# Summary Step

1. Load the environment variable
2. Load the pdf documents
3. Split it into chunks
4. Convert it to embedding and store it into a vector database
5. Explore Retriever
6. Chain with LCEL, Input & Output formatter


## Step 1 - Load the env

In [2]:
import os
from dotenv import load_dotenv, find_dotenv
_ = load_dotenv(find_dotenv())
openai_api_key = os.environ["OPENAI_API_KEY"]


## Step 2 - Load the pdf document

In [3]:
from langchain_community.document_loaders import PyPDFLoader

file_path = "./data/A_Convolution_Neural_Network_for_Plant_Species_Identification_report.pdf"

pdf_loader = PyPDFLoader(file_path)

docs = pdf_loader.load()

# Test print to check the content
print(len(docs))
print(docs[0].page_content[0:100])
print(docs[0].metadata)

5
 A Convolution Neural Network for Plant Species 
Identification  
Shiang Jin, Chin   
Khoury College
{'source': './data/A_Convolution_Neural_Network_for_Plant_Species_Identification_report.pdf', 'page': 0}


## Step 3 - Split it into the chunk

In [4]:
from langchain_text_splitters import RecursiveCharacterTextSplitter

text_splitter = RecursiveCharacterTextSplitter(chunk_size=1000, chunk_overlap=200)

splits = text_splitter.split_documents(docs)

In [6]:
# Test print to understand property of splits
print(type(splits))
print(len(splits))
print(splits[0])

<class 'list'>
28
page_content='A Convolution Neural Network for Plant Species 
Identification  
Shiang Jin, Chin   
Khoury College of Computer Science  
Northeastern University  
Seattle, WA  
chin.shi@northeastern.edu     
Abstract . In this paper , I describe the training of machine 
learning models based on convolution neural network 
architecture for the image classification task of identifying plant 
species based on the leaves.  Throughout the paper, I document 
the various experiments with different model architectures and 
their corresponding results.  The best -performing model uses a 
pre-trained ResNet -50 model fine-tuned to classify plant species 
based on leaves. The model performs better and computes faster 
on the Leafsnap dataset compared to the recognition system 
developed before.  
Keywords —convolution neural network , ResNet -50, Leafsnap 
database   
I. INTRODUCTION  
In this work, I describe the experiments carried out to train 
a machine learning model based o

## Step 4 - Convert the chunks into Embedding and Store into a Vector DB

In [9]:
from langchain_openai import OpenAIEmbeddings
from langchain_chroma import Chroma
embeddings_model = OpenAIEmbeddings()

# Directly create a vector store
vector_db = Chroma.from_documents(documents=splits, embedding=embeddings_model, persist_directory="./data/test_wiki_db")

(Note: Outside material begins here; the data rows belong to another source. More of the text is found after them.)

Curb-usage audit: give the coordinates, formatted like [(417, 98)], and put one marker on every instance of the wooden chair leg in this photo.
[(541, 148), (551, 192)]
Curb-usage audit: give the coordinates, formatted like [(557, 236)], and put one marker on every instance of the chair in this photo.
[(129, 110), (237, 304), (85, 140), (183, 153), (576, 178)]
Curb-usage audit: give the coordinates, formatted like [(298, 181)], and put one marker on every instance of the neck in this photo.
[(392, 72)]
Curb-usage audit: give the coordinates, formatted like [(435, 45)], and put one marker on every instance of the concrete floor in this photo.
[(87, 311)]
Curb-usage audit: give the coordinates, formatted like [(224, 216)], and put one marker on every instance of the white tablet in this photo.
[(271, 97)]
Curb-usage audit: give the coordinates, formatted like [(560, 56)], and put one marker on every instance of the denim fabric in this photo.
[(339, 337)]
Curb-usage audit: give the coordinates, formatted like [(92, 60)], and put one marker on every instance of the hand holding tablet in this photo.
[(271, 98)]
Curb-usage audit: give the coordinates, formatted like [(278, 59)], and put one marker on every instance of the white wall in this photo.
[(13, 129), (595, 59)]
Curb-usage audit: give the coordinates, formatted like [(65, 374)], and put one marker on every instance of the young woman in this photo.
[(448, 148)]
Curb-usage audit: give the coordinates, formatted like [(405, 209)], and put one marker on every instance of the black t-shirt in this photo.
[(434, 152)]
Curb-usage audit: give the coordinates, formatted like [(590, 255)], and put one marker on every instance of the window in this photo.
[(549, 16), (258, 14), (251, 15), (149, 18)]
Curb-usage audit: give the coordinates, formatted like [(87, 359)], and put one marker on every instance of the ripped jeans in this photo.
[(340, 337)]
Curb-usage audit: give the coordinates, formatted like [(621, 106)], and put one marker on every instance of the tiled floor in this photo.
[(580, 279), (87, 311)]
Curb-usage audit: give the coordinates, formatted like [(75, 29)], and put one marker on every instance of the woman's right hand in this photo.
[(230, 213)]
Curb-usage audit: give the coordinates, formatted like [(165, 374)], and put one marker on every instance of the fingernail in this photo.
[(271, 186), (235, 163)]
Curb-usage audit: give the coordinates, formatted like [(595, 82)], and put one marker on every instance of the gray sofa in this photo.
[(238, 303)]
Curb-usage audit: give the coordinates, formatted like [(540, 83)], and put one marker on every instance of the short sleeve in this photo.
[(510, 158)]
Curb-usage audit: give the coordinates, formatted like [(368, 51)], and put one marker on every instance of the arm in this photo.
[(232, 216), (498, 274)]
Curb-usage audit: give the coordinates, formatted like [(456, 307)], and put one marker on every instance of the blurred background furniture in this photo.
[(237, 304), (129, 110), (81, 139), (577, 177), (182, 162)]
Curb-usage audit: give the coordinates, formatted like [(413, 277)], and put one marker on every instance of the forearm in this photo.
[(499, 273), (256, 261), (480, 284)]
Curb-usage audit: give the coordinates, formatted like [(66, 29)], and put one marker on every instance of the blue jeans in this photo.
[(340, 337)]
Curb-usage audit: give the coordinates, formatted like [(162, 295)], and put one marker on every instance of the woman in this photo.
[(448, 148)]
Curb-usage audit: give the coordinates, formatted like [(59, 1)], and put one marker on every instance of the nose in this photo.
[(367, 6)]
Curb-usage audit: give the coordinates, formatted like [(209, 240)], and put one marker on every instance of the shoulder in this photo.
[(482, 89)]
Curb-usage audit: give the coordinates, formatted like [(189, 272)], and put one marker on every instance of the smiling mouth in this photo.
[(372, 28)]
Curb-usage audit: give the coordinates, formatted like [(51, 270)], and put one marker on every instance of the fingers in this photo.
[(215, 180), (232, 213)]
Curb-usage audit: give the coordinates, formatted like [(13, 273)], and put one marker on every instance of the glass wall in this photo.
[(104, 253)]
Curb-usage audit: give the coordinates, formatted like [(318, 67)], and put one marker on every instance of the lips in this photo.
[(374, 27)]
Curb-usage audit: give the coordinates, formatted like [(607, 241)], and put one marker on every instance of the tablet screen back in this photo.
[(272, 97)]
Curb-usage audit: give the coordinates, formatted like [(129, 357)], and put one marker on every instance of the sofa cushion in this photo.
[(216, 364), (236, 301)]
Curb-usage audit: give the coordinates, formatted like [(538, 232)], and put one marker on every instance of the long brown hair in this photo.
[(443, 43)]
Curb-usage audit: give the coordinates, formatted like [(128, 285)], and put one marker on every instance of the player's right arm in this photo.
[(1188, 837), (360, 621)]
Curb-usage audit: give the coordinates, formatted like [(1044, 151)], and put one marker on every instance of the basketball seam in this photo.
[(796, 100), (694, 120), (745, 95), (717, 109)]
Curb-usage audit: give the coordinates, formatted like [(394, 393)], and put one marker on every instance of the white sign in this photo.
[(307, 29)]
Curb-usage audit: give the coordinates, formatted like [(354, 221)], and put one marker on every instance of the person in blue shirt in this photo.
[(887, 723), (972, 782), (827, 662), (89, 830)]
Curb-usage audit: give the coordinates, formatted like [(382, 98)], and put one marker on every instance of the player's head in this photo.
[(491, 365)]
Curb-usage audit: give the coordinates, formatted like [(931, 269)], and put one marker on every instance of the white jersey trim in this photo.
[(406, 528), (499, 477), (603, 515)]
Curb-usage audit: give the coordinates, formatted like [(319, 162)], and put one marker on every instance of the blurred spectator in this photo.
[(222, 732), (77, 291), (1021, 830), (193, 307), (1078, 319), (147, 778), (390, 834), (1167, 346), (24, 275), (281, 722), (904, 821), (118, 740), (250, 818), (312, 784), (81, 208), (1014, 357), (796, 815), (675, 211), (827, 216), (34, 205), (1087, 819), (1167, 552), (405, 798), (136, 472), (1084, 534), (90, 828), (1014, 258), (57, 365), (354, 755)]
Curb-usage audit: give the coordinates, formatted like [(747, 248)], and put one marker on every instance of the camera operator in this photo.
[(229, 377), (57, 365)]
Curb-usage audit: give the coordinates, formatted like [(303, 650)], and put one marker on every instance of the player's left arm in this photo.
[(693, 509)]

## Step 5-1 - Explore similarity search of Vector_db

Similarity_search is useful to quickly search and retrieve stored information most relevant to the question

In [11]:
question = "How is convolution neural network used by the author?"
response = vector_db.similarity_search(question)
print(response[0].page_content)

A Convolution Neural Network for Plant Species 
Identification  
Shiang Jin, Chin   
Khoury College of Computer Science  
Northeastern University  
Seattle, WA  
chin.shi@northeastern.edu     
Abstract . In this paper , I describe the training of machine 
learning models based on convolution neural network 
architecture for the image classification task of identifying plant 
species based on the leaves.  Throughout the paper, I document 
the various experiments with different model architectures and 
their corresponding results.  The best -performing model uses a 
pre-trained ResNet -50 model fine-tuned to classify plant species 
based on leaves. The model performs better and computes faster 
on the Leafsnap dataset compared to the recognition system 
developed before.  
Keywords —convolution neural network , ResNet -50, Leafsnap 
database   
I. INTRODUCTION  
In this work, I describe the experiments carried out to train 
a machine learning model based on a Convolution Neural


## Step 5-2 Explore Vector_db as retriever
retriever can be chained to make more complex application

In [12]:
retriever = vector_db.as_retriever()
response = retriever.invoke(question)
print(response)

[Document(metadata={'page': 0, 'source': './data/A_Convolution_Neural_Network_for_Plant_Species_Identification_report.pdf'}, page_content='A Convolution Neural Network for Plant Species \nIdentification  \nShiang Jin, Chin   \nKhoury College of Computer Science  \nNortheastern University  \nSeattle, WA  \nchin.shi@northeastern.edu     \nAbstract . In this paper , I describe the training of machine \nlearning models based on convolution neural network \narchitecture for the image classification task of identifying plant \nspecies based on the leaves.  Throughout the paper, I document \nthe various experiments with different model architectures and \ntheir corresponding results.  The best -performing model uses a \npre-trained ResNet -50 model fine-tuned to classify plant species \nbased on leaves. The model performs better and computes faster \non the Leafsnap dataset compared to the recognition system \ndeveloped before.  \nKeywords —convolution neural network , ResNet -50, Leafsnap \n

## Step 6 - Chain with LCEL, input and output formatters

In [14]:
from langchain_openai import ChatOpenAI
from langchain_core.output_parsers import StrOutputParser
from langchain_core.prompts import ChatPromptTemplate
from langchain_core.runnables import RunnablePassthrough

# Helper method to join the documents
def format_docs(docs):
    return "\n\n".join(doc.page_content for doc in docs)
    
# This prompt should provide answer based on the context
prompt = ChatPromptTemplate.from_template(
    """
    Answer the question based only on the context provided.
    Context: {context}
    Question: {question}
    """
)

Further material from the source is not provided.